Take a look, and see why so many people have chipped in to help the Academy Theater convert from film to digital projection – and why it’s not too late for you to contribute …
More than 100 people attend the Academy Theater gala, raising funds to help install new digital media projectors.
Story and photos by David F. Ashton
They weren’t showing movies on this special Sunday evening, at the historic Academy Theater in the Montavilla neighborhood of outer East Portland. On October 27, both members of the neighborhood and of the business community gathered for a fund-raiser for the restored movie house.
The theater that originally opened in 1948 fell into disrepair, and eventually the sloped floor was ripped out and the space was turned into a printing plant for the Penny Saver publication. Since the full-scale renovation was completed in 2006, the movie house has been showing “second-run” films in a comfortable setting at reasonable prices – and allowing food and beverages inside. The Academy Theater has gained a great deal of community acceptance since it reopened.
Professional mixologist and Bacardi representative Nathan Gerdes shakes up cocktails – two at a time.
These (candy) “cigar girls”, Esther Mann, Eva Moyer-Wade, and Ella Prevost are some of the many volunteers who help Beth Kluvers put on the 1940s-themed benefit event.
“This evening is a fundraiser to help the Academy Theatre convert their projection systems from 35mm film to digital,” explained volunteer organizer Beth Kluvers. “On January 1, 2014, ‘Hollywood’ is only going to be releasing movies in a digital format; making 35mm print projectors obsolete.”
It costs about $30,000 per theater to convert, Kluvers told East Portland News, putting the total cost to upgrade all four auditoriums at $120,000 – a very large investment for the local owners.
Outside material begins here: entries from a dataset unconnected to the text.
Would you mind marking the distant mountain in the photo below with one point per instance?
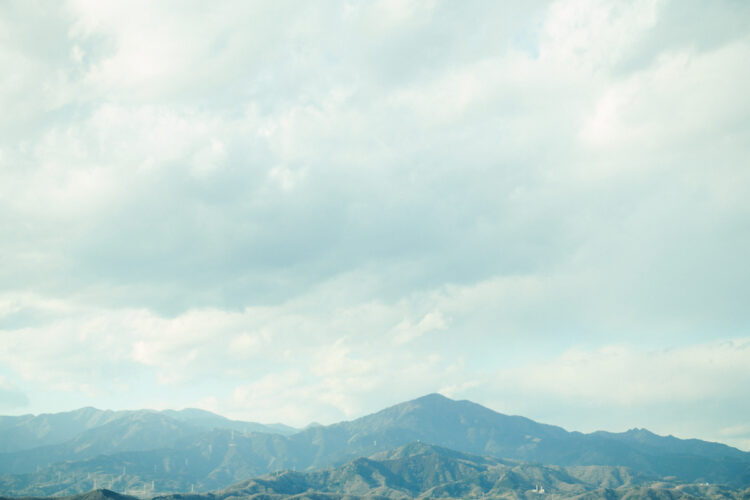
(162, 453)
(26, 432)
(31, 431)
(418, 470)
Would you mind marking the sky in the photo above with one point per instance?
(290, 211)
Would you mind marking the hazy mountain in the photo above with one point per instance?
(31, 431)
(26, 432)
(161, 453)
(128, 431)
(418, 470)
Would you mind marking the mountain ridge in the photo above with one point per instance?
(214, 459)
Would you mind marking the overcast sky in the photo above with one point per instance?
(297, 211)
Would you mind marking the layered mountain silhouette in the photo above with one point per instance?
(150, 452)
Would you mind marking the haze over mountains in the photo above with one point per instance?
(148, 452)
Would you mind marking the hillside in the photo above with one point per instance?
(155, 452)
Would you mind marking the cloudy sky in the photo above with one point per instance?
(296, 211)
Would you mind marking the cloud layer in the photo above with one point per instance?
(295, 213)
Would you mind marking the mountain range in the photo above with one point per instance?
(147, 453)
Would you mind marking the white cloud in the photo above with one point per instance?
(266, 206)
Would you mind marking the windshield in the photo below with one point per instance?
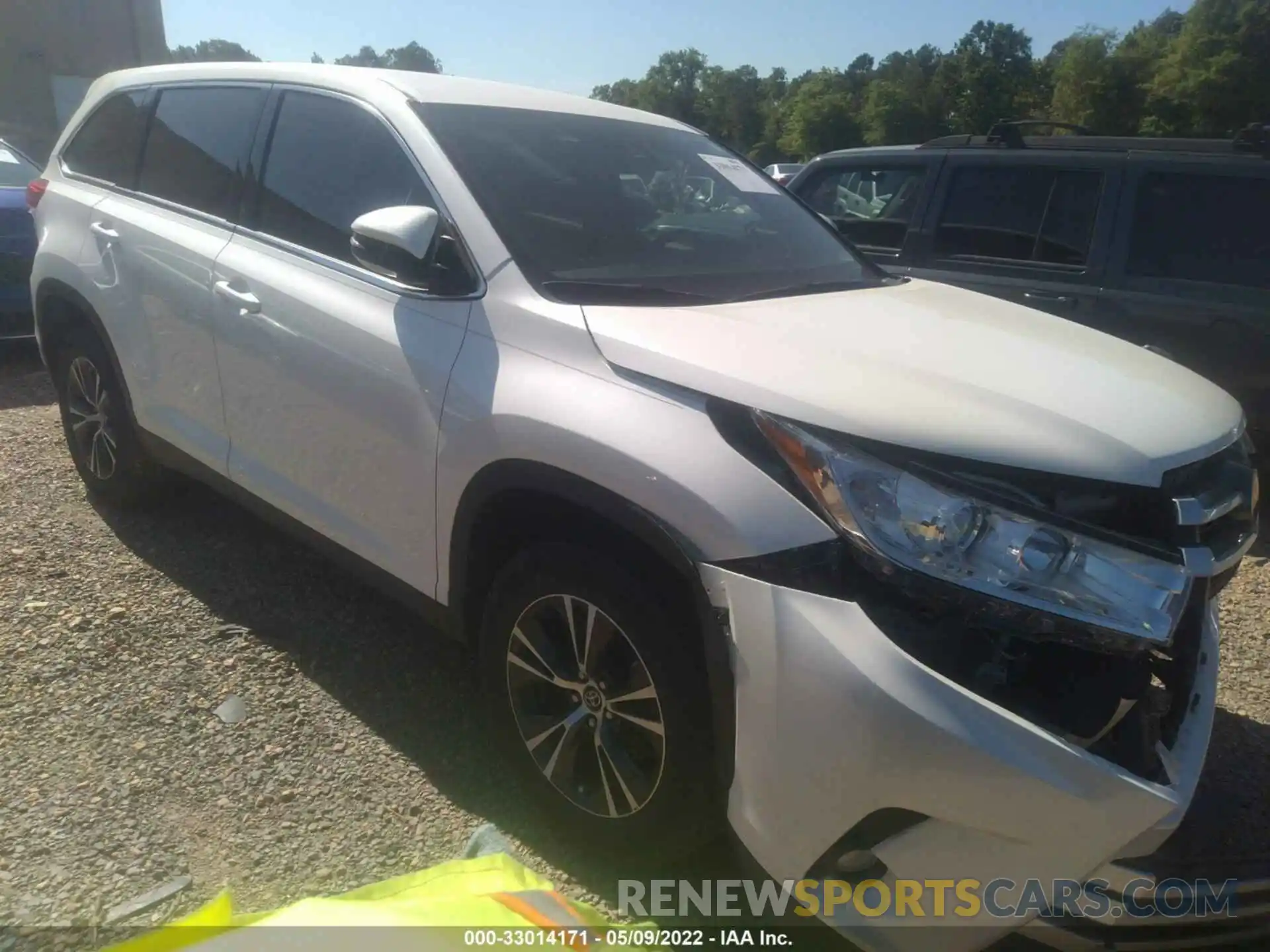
(597, 210)
(16, 172)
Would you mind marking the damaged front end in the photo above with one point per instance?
(1076, 604)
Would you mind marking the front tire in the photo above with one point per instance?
(99, 432)
(600, 701)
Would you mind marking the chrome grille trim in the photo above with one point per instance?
(1201, 560)
(1201, 510)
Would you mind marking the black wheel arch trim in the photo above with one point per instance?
(52, 288)
(526, 475)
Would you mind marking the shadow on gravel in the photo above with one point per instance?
(412, 686)
(1224, 834)
(23, 379)
(418, 691)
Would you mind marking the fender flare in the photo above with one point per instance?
(506, 475)
(52, 288)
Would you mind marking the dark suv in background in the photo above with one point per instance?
(1165, 243)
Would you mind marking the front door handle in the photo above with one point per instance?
(249, 302)
(1040, 298)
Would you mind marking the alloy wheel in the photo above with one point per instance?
(586, 706)
(89, 404)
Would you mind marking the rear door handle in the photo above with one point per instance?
(249, 302)
(1043, 299)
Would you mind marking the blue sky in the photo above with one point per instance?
(574, 45)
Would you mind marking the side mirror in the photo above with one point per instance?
(397, 241)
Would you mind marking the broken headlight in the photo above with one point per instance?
(982, 546)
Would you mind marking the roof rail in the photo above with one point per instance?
(1007, 132)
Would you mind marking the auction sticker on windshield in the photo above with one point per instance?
(738, 173)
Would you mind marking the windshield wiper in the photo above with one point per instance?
(619, 292)
(808, 287)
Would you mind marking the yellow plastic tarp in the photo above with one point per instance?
(456, 894)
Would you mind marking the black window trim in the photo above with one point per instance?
(1109, 167)
(249, 206)
(1142, 164)
(151, 100)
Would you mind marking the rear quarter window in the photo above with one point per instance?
(108, 143)
(1206, 227)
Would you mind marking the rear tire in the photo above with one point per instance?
(99, 430)
(603, 723)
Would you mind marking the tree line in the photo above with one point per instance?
(412, 56)
(1205, 73)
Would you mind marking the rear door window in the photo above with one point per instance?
(873, 206)
(197, 147)
(108, 145)
(329, 163)
(1021, 214)
(1191, 226)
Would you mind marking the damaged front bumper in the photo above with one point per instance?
(847, 743)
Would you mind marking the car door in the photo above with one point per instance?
(153, 249)
(333, 375)
(1029, 227)
(1191, 270)
(873, 202)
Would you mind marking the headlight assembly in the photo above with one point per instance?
(952, 536)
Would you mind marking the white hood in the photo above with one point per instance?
(939, 368)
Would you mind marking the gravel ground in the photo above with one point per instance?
(361, 753)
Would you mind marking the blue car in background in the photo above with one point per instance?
(17, 243)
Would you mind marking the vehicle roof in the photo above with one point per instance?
(867, 150)
(1049, 145)
(360, 80)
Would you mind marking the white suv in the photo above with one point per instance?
(901, 579)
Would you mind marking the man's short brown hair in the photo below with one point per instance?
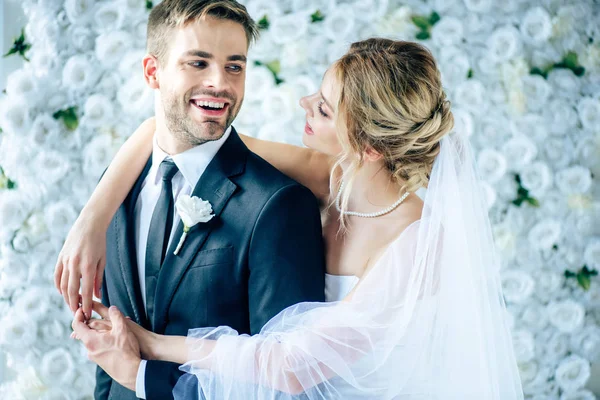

“All of the businesses along SE Stark Street are participating in the evening,” Kluvers pointed out. “All of the main courses, appetizers, and desserts, came from our ten local restaurants.”
Tony Starlight entertains, singing original comedic parodies – and other tunes. Here, he’s performing the theme from the 1980s TV show, Solid Gold.
Guests enjoy tables full of food provided by Montavilla restaurants, including Flying Pie Pizza.
The Halcyon Strings ensemble provides a musical touch of class to the evening.
Academy Theater owners Heyward Stewart, Julie Stewart, and Ty DuPuis say they’re grateful for the community’s support.
The owners looked pleased, and somewhat astonished, that so many members of their community would come out to support the for-profit business.
“What I’ve heard from everybody is how much we are an ‘anchor business’ for this neighborhood,” said Julie Stewart. “I’m blown away that every restaurant in the neighborhood contributed to this event tonight – every one of them! This is an amazing show of community; a grassroots effort.”
Heyward Stewart added, “It’s stunning to see the generosity being shown to this theater. It’s to the point of, for me, tears of joy. You look around and there are so many people here, so many people contributing, so many people paying their way in to help us out. I’ve never seen a turnout like this for anything. I feel so honored by our community.”
Co-owener Ty DuPuis, who is also from Flying Pie Pizza, observed, “It’ll be little different, not showing 35mm film; but we must look toward the future. And, the way that the community supports us, is the way that we want to support our community. This evening really shows how special the greater Montavilla area truly is.”
About 110 people bought tickets for the evening, supported by a cadre of about 50 volunteers.